The Mentat group deployed the resulting system both locally at UVa and remotely at other institutions to help outside researchers, primarily in the hard sciences, improve their efficiency and developing, testing and running their applications. As Mentat began to grow beyond groups of local homogeneous workstations, so did the interesting problems encountered. In particular, it became apparent that much more was needed to make such a system work on a large scale, especially across different organizational boundaries. What was needed included data management facilities, security and user management, meta scheduling facilities, cross firewall and VPN communication, binary management, state management, resource management, richer control of resources by their owners, and much more. From this realization came the Legion research project.
Legion
Legion was born in late 1993 with the observation that dramatic changes in wide-area network bandwidth were on the horizon. In addition to the expected vast increases in bandwidth, other changes such as faster processors, more available memory, more disk space, etc. were expected to follow in the usual way as predicted by Moore’s Law. Given the dramatic changes in bandwidth expected, the natural question was, how will this bandwidth be used? Since not just bandwidth will change, we generalized the question to, “Given the expected changes in the physical infrastructure – what sorts of applications will people want, and given that, what is the system software infrastructure that will be needed to support those applications?” The Legion project was born with the determination to build, test, deploy and ultimately transfer to industry, a robust, scalable, Grid computing software infrastructure. We followed the classic design paradigm of first determining requirements, then completely designing the system architecture on paper after numerous design meetings, and finally, after a year of design work, coding. We made a decision to write from scratch rather than extend and modify an existing system, Mentat, that we had been using as a prototype. We felt that only by starting from scratch could we ensure adherence to our architectural principles. First funding was obtained in early 1996, and the first line of Legion code was written in June of 1996.
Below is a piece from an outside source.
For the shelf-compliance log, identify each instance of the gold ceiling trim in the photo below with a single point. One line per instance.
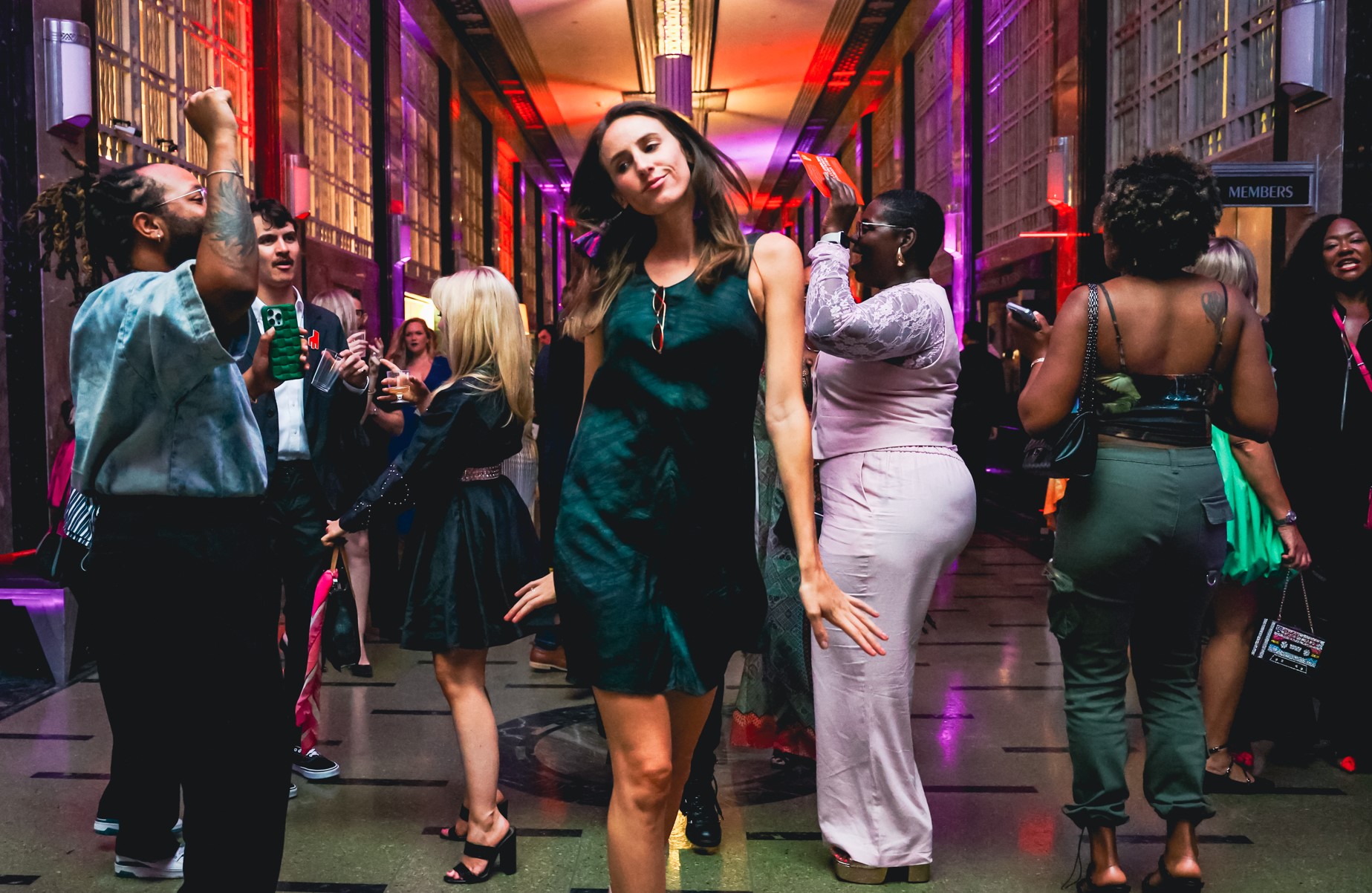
(816, 79)
(704, 14)
(643, 18)
(512, 37)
By November, 1997 we were ready for our first deployment. We deployed Legion at UVa, SDSC, NCSA and UC Berkeley for our first large scale test and demonstration at Supercomputing 1997. In the early months keeping the mean time between failures (MTBF) over twenty hours under continuous use was a challenge. This is when we learned several valuable lessons. For example, we learned that the world is not “fail-stop”. While we intellectually knew this – it was really brought home by the unusual failure modes of the various hosts in the system.
By November 1998, we had solved the failure problems and our MTBF was in excess of one month, and heading towards three months. We again demonstrated Legion – now on what we called NPACI-Net. NPACI-Net consisted of hosts at UVa, SDSC, Caltech, UC Berkeley, IU, NCSA, the University of Michigan, Georgia Tech, Tokyo Institute of Technology and Vrije Universiteit, Amsterdam. By that time dozens of applications had been ported to Legion from areas as diverse as materials science, ocean modeling, sequence comparison, molecular modeling and astronomy. NPACI-Net grew through 2003 with additional sites such as the University of Minnesota, the University of Texas at Austin, SUNY Binghamton and PSC. Supported platforms included Windows 2000, the Compaq iPaq, the T3E and T90, IBM SP-3, Solaris, Irix, HPUX, Linux, True 64 Unix and others.
From the beginning of the project a “technology transfer” phase had been envisioned in which the technology would be moved from academia to industry. We felt strongly that Grid software would move into mainstream business computing only with commercially-supported software, help lines, customer support, services and deployment teams. In 1999, Applied MetaComputing was founded to carry out the technology transition. In 2001, Applied MetaComputing raised $16M in venture capital and changed its name to AVAKI Corporation. The company acquired legal rights to Legion from the University of Virginia and renamed Legion to “Avaki”. Avaki was released commercially in September, 2001.